George Avrunin writes:
[..]
I don't have any idea what's going on and it's very
inconvenient (not to
mention strongly discouraged by the powers that be) to have to keep going
on campus to restart the machine. So I'd be very grateful for suggests
about how to figure this out, or at least stop it from happening again.
The capsule summary here is that the system appears to lock up under high
I/O; either disk or network I/O. Doing a dnf upgrade puts a heavy load on
both disk and network I/O. Network I/O only in the case of the update itself
having to go out and download the updates from the repos. If all stuff's
already downloaded, it's mostly just disk I/O.
You can prove that theory by simulating some load yourself. Something like
dd if=/dev/urandom of=/tmp/junk$$ bs=1M count=100 &
Kick this off a dozen times, or so, to write a gig worth of junk into /tmp
(presuming there's space for it).
If this locks up the machine, there you go. If not, and you think your dnf
upgrade was downloading stuff, try generating some network load. You'll have
to have some bandwidth available yourself. You can take the dozen files of
junk, put them in /var/www/html (presuming that apache is running), and wget
them all, in parallel, off this machine from some other place.

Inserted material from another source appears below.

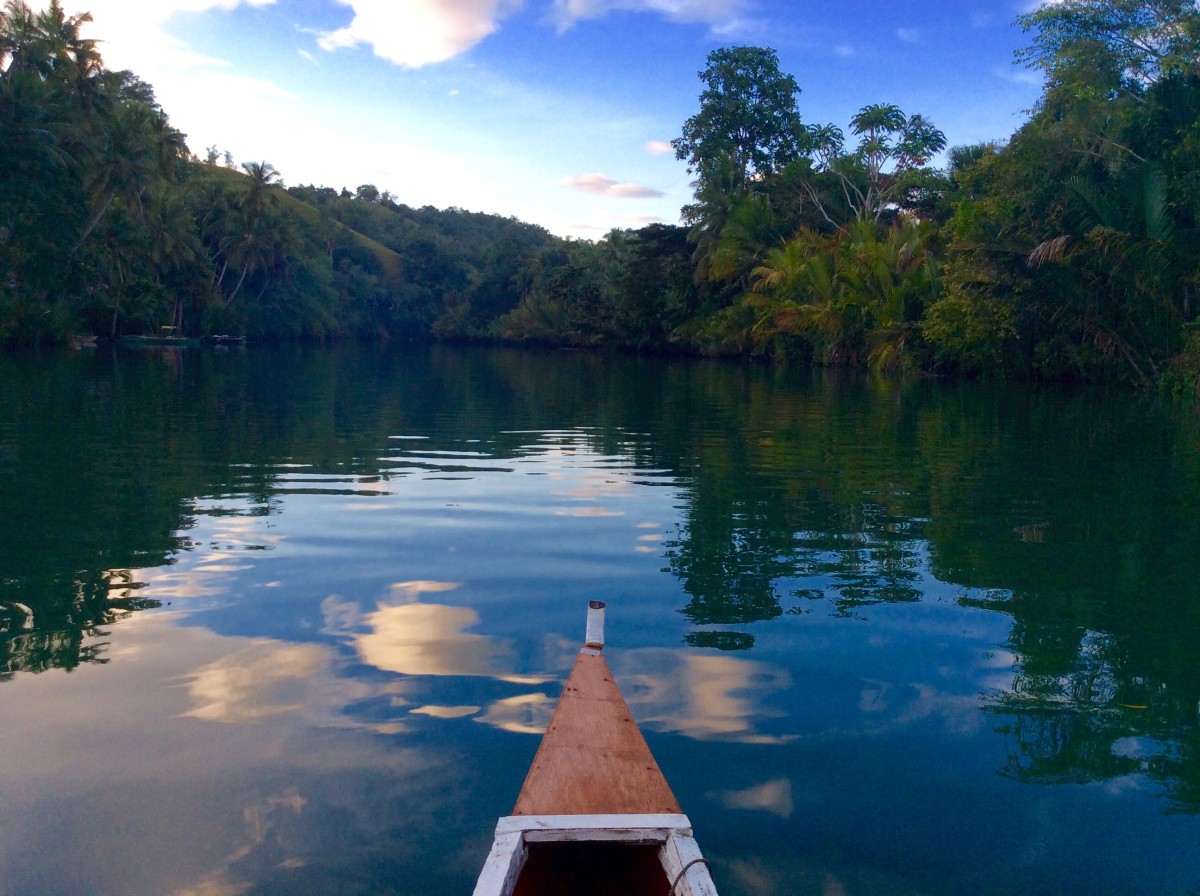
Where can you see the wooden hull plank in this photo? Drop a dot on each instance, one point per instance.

For extra credit you can try generating both disk and network load.
If this turns out to reliably lock up this particular bit of hardware, there
you go. What can you do about it? Very little. It's going to be either
failing hardware (hard drive, power supply, or RAM), or a kernel bug.
Looking up the spec sheet for your box, looks like both spinning rust and
SSDs are an available option. You didn't say which one you have, but if your
hard drive are spinning rust, that's the most like point of failure. Pretty
much the only easily-accessible clue would be SMART diagnostics on the hard
drive(s). See if there's anything there that tells you that the hard drive
is on its last breath. The next easiest accessible clue is only available if
you're physically at the machine, that would be a RAM tester. Do Fedora live
images still include a memtest option, does anyone know?
You could be hitting a kernel bug. In the old days, I was rigging up a cross
over on my PCs serial port, and configuring the kernel with a serial
console, then capturing kernel OOPSes on the other machine, over the serial
port. RS-232 ports are long gone. Have some vague recollection of serial
over USB being an option. Another option worth exploring would be look into
remote syslogging. Maybe the kernel can eke out an extra packet or two, to a
remote syslog, before crashing.
But at least confirming that you can reliably reproduce a lockup by
simulating high disk or network I/O is better than nothing.